In this homework, you are asked to solve problems related to the minimum diameter spanning tree (MDST).
There are 5 operations.
1. Add
2. Delete
3. AC
4. Diameter
5. SOSPD
Add
Add v1 v2 w
Add an edge between v1 and v2 and the weight is w.
p.s. v1 is not always smaller than v2.
If there already exists and edge, update to the new one.
(delete the original one and add the new edge)
For example: Add 0 1 10
Delete
Delete v1 v2
Delete the edge between v1 and v2.
p.s. v1 is not always smaller than v2.
For example: Delete 0 1
AC
Output the absolute center.
Case1: absolute center is on a vertex.
Output the index of the vertex.
If there are many absolute centers on vertices, output the one with the smallest index.

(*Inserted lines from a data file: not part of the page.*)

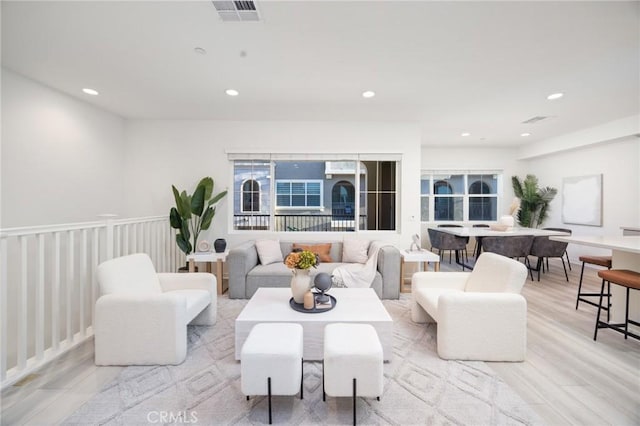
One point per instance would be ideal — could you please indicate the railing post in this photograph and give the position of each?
(108, 220)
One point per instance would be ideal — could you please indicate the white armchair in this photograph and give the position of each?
(481, 315)
(141, 316)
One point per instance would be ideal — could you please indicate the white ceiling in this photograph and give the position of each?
(478, 67)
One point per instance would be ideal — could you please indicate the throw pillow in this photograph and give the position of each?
(322, 250)
(269, 251)
(355, 251)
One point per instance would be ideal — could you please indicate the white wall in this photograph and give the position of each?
(162, 153)
(619, 163)
(61, 157)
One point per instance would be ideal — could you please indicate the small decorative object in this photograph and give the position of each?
(204, 245)
(309, 303)
(323, 283)
(415, 245)
(220, 245)
(300, 262)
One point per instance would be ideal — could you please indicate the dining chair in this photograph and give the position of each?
(566, 230)
(443, 241)
(544, 248)
(513, 246)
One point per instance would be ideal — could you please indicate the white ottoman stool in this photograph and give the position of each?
(352, 363)
(271, 361)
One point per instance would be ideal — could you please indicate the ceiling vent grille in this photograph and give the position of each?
(535, 119)
(237, 11)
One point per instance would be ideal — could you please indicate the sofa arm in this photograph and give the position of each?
(170, 281)
(240, 261)
(140, 329)
(482, 326)
(389, 267)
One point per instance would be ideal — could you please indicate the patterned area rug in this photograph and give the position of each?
(419, 387)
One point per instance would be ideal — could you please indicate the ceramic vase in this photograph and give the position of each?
(220, 245)
(300, 284)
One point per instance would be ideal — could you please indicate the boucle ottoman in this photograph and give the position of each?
(271, 361)
(353, 364)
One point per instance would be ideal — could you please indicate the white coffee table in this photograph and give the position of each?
(354, 305)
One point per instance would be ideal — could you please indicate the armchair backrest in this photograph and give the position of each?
(494, 273)
(134, 273)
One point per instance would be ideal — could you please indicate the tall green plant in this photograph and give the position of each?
(193, 213)
(534, 201)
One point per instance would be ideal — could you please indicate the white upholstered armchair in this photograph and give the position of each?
(141, 316)
(481, 315)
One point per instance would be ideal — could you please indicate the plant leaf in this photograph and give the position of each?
(207, 218)
(183, 244)
(175, 219)
(197, 201)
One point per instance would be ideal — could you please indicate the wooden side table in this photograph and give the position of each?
(209, 258)
(423, 257)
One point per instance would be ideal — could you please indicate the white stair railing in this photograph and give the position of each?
(48, 288)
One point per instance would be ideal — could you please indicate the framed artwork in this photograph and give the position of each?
(582, 200)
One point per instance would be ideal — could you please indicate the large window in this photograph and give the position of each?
(318, 195)
(459, 196)
(299, 193)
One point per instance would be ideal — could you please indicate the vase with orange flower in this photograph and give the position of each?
(300, 262)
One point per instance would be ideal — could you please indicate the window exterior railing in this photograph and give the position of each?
(301, 222)
(48, 287)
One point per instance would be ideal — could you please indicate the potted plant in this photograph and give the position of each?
(193, 214)
(534, 201)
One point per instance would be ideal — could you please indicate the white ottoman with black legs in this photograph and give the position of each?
(352, 362)
(271, 361)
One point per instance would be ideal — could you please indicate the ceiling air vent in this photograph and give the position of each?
(237, 11)
(535, 119)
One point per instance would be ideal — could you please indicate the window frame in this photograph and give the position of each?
(319, 207)
(434, 175)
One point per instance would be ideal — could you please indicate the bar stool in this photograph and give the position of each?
(624, 278)
(593, 260)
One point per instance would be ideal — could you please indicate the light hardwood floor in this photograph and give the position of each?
(567, 377)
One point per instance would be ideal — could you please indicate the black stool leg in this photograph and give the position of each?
(324, 395)
(626, 317)
(595, 333)
(580, 286)
(354, 401)
(269, 392)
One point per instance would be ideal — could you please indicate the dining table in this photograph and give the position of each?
(478, 233)
(625, 254)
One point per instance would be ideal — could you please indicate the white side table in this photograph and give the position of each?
(423, 257)
(209, 258)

Case2: absolute center is on an edge(i, j), and i < j.
Output i j
If there are many absolute centers on edges, output the first one in lexicographical order.
Case3: If there are many absolute centers on both vertices and edges, output the vertex with the smallest index.
If the graph is not connected, output “Not connected graph”.
Diameter
Output the diameter of minimum diameter spanning tree.
If the graph is not connected, output “Not connected graph”.
SOSPD
Output the sum of shortest path distances from absolute center c to all vertices in graph
If the graph is not connected, output “Not connected graph”.
Note:
There are only Add、Delete、AC operations in testcase 1.
There are only Add、Delete、Diameter operations in testcase 2.
There are only Add、Delete、SOSPD operations in testcase 3.
And testcase 4,5,6 would have all operations.
You are allowed to use STL.
A testcase begins with an integer n, representing the number of vertices.
After the first line, the following lines are operations.
Please note:
1) 1 <= the number of vertices <= 100
2) 1 <= weight <= 100
(weight is integer)
3) the diameter of MDST <= 1000
4) SOSPD <= 10000
According to the operations, and each output is separated by a newline symbol.